The complexity increases when managing stocks post-IPO, as investment strategies must adapt to varying investor expectations and market conditions. Longitudinal data, covering extensive periods, is crucial for this dynamic strategy. Without such data, investors must rely on basic analyses and comparisons with established companies known for their consistent positive returns. This approach provides a framework for relative assessment and informed decision-making in the volatile IPO landscape.

The content below is the details:

## Quantitative Assessments:
- **Financial Health**: Analyzing a company's profitability, projected earnings, existing and potential debts are crucial. Financial statements offer a glimpse into the company’s operational efficiency and financial stability.
- **Market Position**: Understanding the company's market share within its industry provides insights into its competitive edge and market acceptance.

## Qualitative Assessments:
- **Company Structure and Growth Potential**: Evaluating the company’s business model, growth potential, and management team's expertise can indicate its long-term viability.
- **Sector Performance**: Different sectors may show varying results in IPO performance, influenced by market trends and economic conditions.

### Strategic Steps for IPO Investment

#### 1. **Historical Analysis**
Investigate past IPO performances, especially those within the target company’s sector. This analysis should include:
- **Pricing Strategy**: Examining the IPO’s initial price range and subsequent market performance.
- **Post-IPO Performance**: Tracking price fluctuations over different periods post-IPO.

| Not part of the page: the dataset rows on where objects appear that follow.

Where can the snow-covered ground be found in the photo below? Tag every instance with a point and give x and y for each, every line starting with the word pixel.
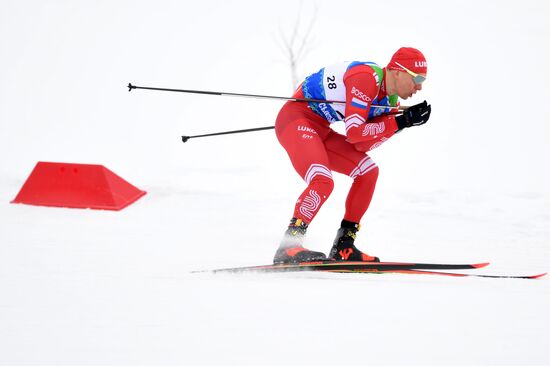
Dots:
pixel 85 287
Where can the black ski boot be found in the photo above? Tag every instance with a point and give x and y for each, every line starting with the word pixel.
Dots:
pixel 343 248
pixel 291 249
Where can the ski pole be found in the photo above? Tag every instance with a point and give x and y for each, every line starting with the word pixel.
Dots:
pixel 307 100
pixel 185 138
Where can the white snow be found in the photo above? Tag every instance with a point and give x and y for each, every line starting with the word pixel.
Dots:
pixel 85 287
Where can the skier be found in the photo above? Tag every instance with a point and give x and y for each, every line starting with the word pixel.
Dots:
pixel 315 150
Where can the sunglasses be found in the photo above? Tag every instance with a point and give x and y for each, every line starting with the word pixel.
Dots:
pixel 417 79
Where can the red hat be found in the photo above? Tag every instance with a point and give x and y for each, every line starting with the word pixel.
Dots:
pixel 411 58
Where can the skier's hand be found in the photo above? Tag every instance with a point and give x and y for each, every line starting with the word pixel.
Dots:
pixel 415 115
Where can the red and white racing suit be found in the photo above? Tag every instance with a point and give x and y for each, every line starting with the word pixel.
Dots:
pixel 316 150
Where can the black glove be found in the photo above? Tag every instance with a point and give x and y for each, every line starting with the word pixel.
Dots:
pixel 415 115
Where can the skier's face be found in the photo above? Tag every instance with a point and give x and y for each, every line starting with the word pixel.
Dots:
pixel 406 85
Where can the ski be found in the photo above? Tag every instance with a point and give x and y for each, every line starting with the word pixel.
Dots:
pixel 335 266
pixel 452 274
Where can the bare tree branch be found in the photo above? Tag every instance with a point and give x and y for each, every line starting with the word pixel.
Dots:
pixel 296 46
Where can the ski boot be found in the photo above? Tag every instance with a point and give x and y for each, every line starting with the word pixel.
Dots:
pixel 291 250
pixel 343 248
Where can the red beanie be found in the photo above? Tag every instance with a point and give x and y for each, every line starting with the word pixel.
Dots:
pixel 411 58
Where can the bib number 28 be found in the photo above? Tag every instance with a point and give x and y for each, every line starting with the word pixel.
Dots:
pixel 331 82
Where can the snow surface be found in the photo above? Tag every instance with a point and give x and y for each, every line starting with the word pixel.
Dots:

#### 2. **Scoring System**
Create a model to score IPOs based on various factors such as financial stability, growth metrics, market sentiment, and leadership quality. This helps in quantifying potential investments and setting thresholds for investment decisions.

#### 3. **Comparative Market Analysis**
Benchmarking against existing players in the market can provide a relative measure of the IPO’s potential. Comparing metrics like P/E ratios, market caps, and growth rates offers a standard by which to gauge new market entrants.

#### 4. **Strategy**
Adopt a flexible investment approach:
- **Regular Reviews**: Continuously monitor the market and adjust the investment strategy based on performance and market changes.
- **Diversification**: Reduce risks by diversifying investments across various sectors and IPOs.

#### 5. **Public Data**
Leverage public resources such as SEC filings, financial news portals, and stock market databases to gather comprehensive data about upcoming IPOs.